There were other things over the years. But these shook in the idea, and when the numbers met up, it was sealed in concrete. When we made it to the two and ten in the year twenty-ten [and no, I do not want to punch in the numbers], or so, within just a few days of it, as I earlier explained, I found out just how terrifying numbers can be. I know, I really do, that it is not about the numbers. I realize that this makes the whole thing seem even less rational than it already is, and it makes me feel more comfortable in the fact that it is so easily dismissed by on-lookers.
When the numbers met, a handful of things all happened at once, and also I had a miscarriage. All within 5 days of the days. In every instance in my life when there has been a need to focus on the pain of only one thing, there has been a barrage of other less important things that I’ve had no choice but to look at and be affected by, even though they didn’t matter at all. And it felt like nothing would ever matter again.
Isn’t it interesting and wonderful and terrible and divine that I have spent much of my life grieving her, even before she came, before she was a thought? I don’t care about the tiny reasons that brought me to want to hide for this “special day” for so many years. It is only about Zoe Magnolia.
Waking up on the 5th, her birthday, is excruciating and beautiful. I celebrate her. And I am grateful to be left alone in it, for the most part. And arising on the tenth feels similar, but with less space to breathe. And this day, it is less about honoring her and more about living with myself. Today is today.

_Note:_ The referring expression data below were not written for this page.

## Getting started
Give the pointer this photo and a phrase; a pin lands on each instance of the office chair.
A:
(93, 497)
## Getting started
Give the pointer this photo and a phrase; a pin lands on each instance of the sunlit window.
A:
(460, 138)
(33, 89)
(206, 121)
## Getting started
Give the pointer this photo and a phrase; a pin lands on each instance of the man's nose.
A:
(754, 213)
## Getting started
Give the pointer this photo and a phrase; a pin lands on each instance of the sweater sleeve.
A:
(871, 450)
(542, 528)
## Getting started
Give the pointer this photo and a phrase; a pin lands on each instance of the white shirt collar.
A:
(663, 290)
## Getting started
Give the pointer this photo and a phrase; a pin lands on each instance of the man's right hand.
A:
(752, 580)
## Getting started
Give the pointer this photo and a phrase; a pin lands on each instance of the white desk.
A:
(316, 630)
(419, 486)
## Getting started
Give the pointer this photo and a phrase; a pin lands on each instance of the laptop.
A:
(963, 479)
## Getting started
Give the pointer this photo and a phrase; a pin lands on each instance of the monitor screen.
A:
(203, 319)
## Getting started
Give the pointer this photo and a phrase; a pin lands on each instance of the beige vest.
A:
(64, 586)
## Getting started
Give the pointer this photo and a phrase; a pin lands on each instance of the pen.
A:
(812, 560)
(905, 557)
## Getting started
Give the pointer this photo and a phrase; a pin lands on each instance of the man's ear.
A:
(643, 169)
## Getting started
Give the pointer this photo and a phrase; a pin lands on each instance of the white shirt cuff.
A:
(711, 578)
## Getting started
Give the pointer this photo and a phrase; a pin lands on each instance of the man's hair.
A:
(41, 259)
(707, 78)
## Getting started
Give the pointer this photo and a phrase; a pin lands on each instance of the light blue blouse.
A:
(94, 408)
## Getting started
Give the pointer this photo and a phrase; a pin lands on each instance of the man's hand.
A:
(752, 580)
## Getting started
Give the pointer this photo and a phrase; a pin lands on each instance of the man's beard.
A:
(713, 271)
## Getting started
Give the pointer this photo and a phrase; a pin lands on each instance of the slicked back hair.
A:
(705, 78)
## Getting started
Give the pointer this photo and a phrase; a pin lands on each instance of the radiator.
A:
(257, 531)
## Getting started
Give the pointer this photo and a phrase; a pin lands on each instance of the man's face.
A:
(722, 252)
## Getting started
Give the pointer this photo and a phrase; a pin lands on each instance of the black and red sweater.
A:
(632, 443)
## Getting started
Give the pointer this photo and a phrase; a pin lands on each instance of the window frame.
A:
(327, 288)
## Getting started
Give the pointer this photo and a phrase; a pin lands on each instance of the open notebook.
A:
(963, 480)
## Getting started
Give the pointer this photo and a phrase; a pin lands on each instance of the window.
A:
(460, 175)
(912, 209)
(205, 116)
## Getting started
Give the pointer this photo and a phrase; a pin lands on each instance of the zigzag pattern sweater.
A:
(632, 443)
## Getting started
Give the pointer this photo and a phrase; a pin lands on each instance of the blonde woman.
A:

It is a day that I let myself feel a year’s worth of saying OUT LOUD, “Nope. No kids. Maybe someday.” I sink into that smile I fake over and over so I don’t burst into tears in front of this stranger who is just asking questions that they don’t think are hard to answer. “I have no children.” I am heartbroken, and today is the day that I let myself feel that because there is no choice in the matter. I have tried.
I knew the greatest love,
knew in every crevice
of the depths of my soul,
realized with the glow that only grows
in the insides of the insides
of your insides
and the body -
not a safe space,
but a body -
not an environment that nurtures,
not a home that lets love thrive,
but a body -
not a life that brings life,
but a body that let love die,
a body that takes,
a body that steals,
a body that kills
all that is love within you.
I know this great love still,
she skips in the meadows of heaven,
the place where she was born.
It has been eleven years. She is eleven, and five days.
I do not celebrate this day, I grieve. Today is today, and I cannot imagine it ever feeling like anything but this.
If you’ve made it all the way here, I am sorry if I’ve made you sad. I’m grateful to be able to help you better understand me, and the pain that I may be operating from. I’m okay, a little better every day. By sharing this, I am not asking you to carry this with me. And you’ll be happy to know that even though you have all this information now, I still don’t want to have to talk about it. So thanks for being here, and thanks, from my future self, for not bringing this up.